10 A text project, from start to topic model

In this tutorial, we focus on a new analysis strategy for text - topic modeling. We download all of the pages on Wikipedia for famous philosophers, from Aristotle to Bruno Latour. Each page discusses their lives and works and we topic model the text in order to identify shared themes across them.

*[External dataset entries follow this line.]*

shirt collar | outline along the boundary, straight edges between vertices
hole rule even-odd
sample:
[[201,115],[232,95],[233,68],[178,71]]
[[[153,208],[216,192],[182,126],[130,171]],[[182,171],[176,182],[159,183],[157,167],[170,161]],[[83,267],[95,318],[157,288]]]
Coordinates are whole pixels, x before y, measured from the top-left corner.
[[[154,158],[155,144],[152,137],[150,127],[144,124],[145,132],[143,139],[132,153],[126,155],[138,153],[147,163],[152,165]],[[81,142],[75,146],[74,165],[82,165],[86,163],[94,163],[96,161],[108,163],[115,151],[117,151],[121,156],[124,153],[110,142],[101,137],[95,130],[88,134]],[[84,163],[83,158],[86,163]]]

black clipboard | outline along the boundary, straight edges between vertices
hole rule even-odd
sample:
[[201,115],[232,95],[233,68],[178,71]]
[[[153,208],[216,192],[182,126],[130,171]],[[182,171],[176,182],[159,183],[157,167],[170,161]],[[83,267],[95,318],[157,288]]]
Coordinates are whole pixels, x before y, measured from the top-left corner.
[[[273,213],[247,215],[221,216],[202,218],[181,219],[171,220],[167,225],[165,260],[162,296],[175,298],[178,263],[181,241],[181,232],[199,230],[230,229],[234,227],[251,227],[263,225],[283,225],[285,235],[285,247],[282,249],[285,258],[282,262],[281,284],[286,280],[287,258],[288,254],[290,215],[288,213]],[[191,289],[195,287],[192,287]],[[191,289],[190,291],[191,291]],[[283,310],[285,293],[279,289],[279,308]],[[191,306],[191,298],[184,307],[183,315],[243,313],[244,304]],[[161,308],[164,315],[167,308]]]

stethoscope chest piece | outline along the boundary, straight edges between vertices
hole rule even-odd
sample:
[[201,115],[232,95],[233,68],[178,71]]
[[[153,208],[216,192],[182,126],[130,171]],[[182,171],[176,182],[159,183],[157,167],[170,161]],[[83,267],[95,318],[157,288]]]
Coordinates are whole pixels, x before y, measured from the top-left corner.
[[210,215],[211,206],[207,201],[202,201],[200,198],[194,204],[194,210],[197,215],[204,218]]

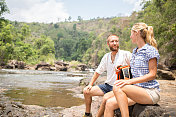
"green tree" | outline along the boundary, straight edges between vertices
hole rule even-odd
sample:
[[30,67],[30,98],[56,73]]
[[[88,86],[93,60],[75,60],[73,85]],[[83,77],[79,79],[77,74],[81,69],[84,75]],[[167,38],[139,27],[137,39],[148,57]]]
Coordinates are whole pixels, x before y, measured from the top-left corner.
[[7,60],[12,56],[13,52],[13,26],[11,24],[6,24],[1,22],[2,27],[0,30],[0,65],[7,62]]

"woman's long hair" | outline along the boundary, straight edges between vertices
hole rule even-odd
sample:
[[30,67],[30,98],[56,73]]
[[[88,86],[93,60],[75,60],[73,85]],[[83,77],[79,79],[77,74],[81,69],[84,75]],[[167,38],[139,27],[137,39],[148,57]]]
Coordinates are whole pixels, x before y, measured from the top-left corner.
[[147,26],[145,23],[136,23],[133,25],[132,30],[140,31],[141,37],[144,39],[145,43],[149,43],[153,47],[157,48],[152,26]]

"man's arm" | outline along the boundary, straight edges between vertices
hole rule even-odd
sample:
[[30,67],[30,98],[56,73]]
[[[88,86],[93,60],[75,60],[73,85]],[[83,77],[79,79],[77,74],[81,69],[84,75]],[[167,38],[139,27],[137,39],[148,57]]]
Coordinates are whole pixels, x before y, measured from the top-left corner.
[[92,79],[91,79],[89,85],[84,88],[84,90],[86,90],[87,93],[91,90],[91,88],[92,88],[94,82],[97,80],[97,78],[98,78],[99,76],[100,76],[100,74],[98,74],[97,72],[94,72],[94,75],[93,75],[93,77],[92,77]]
[[97,72],[94,72],[94,75],[89,83],[89,85],[93,86],[94,82],[97,80],[97,78],[100,76]]

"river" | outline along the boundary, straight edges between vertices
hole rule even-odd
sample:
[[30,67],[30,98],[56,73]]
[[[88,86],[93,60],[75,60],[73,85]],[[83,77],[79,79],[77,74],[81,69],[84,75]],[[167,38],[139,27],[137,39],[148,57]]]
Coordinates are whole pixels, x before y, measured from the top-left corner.
[[55,72],[36,70],[0,70],[0,86],[5,95],[26,105],[43,107],[72,107],[83,104],[83,99],[68,90],[77,87],[88,72]]

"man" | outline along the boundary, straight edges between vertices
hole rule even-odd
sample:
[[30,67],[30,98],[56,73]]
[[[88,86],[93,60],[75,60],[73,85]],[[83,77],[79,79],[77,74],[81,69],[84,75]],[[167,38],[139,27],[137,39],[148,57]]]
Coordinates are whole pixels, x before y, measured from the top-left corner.
[[[115,67],[119,65],[129,65],[131,59],[131,53],[119,49],[119,37],[117,35],[109,35],[107,38],[107,44],[111,52],[106,53],[102,58],[98,68],[96,69],[90,83],[83,90],[86,110],[83,117],[92,117],[91,103],[92,96],[104,96],[103,102],[97,113],[97,117],[101,117],[104,113],[104,107],[106,100],[113,95],[112,86],[117,79],[115,73]],[[94,82],[104,71],[107,71],[107,79],[104,84],[93,86]]]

To do this, we first need to load in a bunch of packages. If you are missing one of these packages - if you get the error message “Error in library(tm) : there is no package called ‘tm’”, for example - then you should use install.packages() to install it.

In particular, there are three packages we have never seen before: stringi, which is useful for manipulating strings (we will use it to convert non-latin script to latin script), tm, which is a suite of functions for text mining in R, and texclean, which has useful functions for cleaning text.

library(rvest)
library(tidytext)
library(dplyr)
library(tidyr)
library(stringi)
library(tm)
library(textclean)

Most of the real scraping work I left out of the tutorial for the sake of time. But I followed, more or less, what we learned in the week on scraping. I found a page a series of pages which list philosophers alphabetically. I visited those pages and saw that they contained links to every Wikipedia page for a well-known philosopher. I used Inspect to copy the Xpath for a couple of these links and found that they followed a similar pattern - each was nested in the HTML structure underneath the pathway //*[@id=“mw-content-text”]/div/ul/li/a. I extracted the set of nodes which followed that path and grabbed the href (HTML lingo for a url) from each. The result was a list of Wikipedia short links for philosophers. I pasted the main wikipedia URL to precede short links. I also grabbed the titles of the nodes, which was the names of the philosophers. I used lapply to apply this function to each of the four pages, saved the results for each in a data.frame, and used do.call(“rbind”) to put all of them into a single data.frame.

grab_urls <- function(x){
  
  # id the url locations on the page (identified using Inspect and XPath)
  philosophers_urls <- html_nodes(x, xpath = '//*[@id="mw-content-text"]/div/ul/li/a') 
  
  # extract the URL specifically
  href_links <- philosophers_urls %>% html_attr('href')
  
  # paste the url ending to wikipedia English main url
  urls <- paste0("https://en.wikipedia.org/", href_links)
  
  # extract each philosopher's name
  philosopher_names <- philosophers_urls %>% html_attr('title')
  
  # save the result in a data.frame
  df <- data.frame(Philosopher = philosopher_names, URL = urls, stringsAsFactors = F)
  
  # output the data.frame
  return(df)
}

# download html for each of the main philosopher pages from wikipedia
philosophers_A_C <-  read_html("https://en.wikipedia.org/wiki/List_of_philosophers_(A–C)")
philosophers_D_H <- read_html("https://en.wikipedia.org/wiki/List_of_philosophers_(D–H)")
philosophers_I_Q <- read_html("https://en.wikipedia.org/wiki/List_of_philosophers_(I–Q)")
philosophers_R_Z <- read_html("https://en.wikipedia.org/wiki/List_of_philosophers_(R–Z)")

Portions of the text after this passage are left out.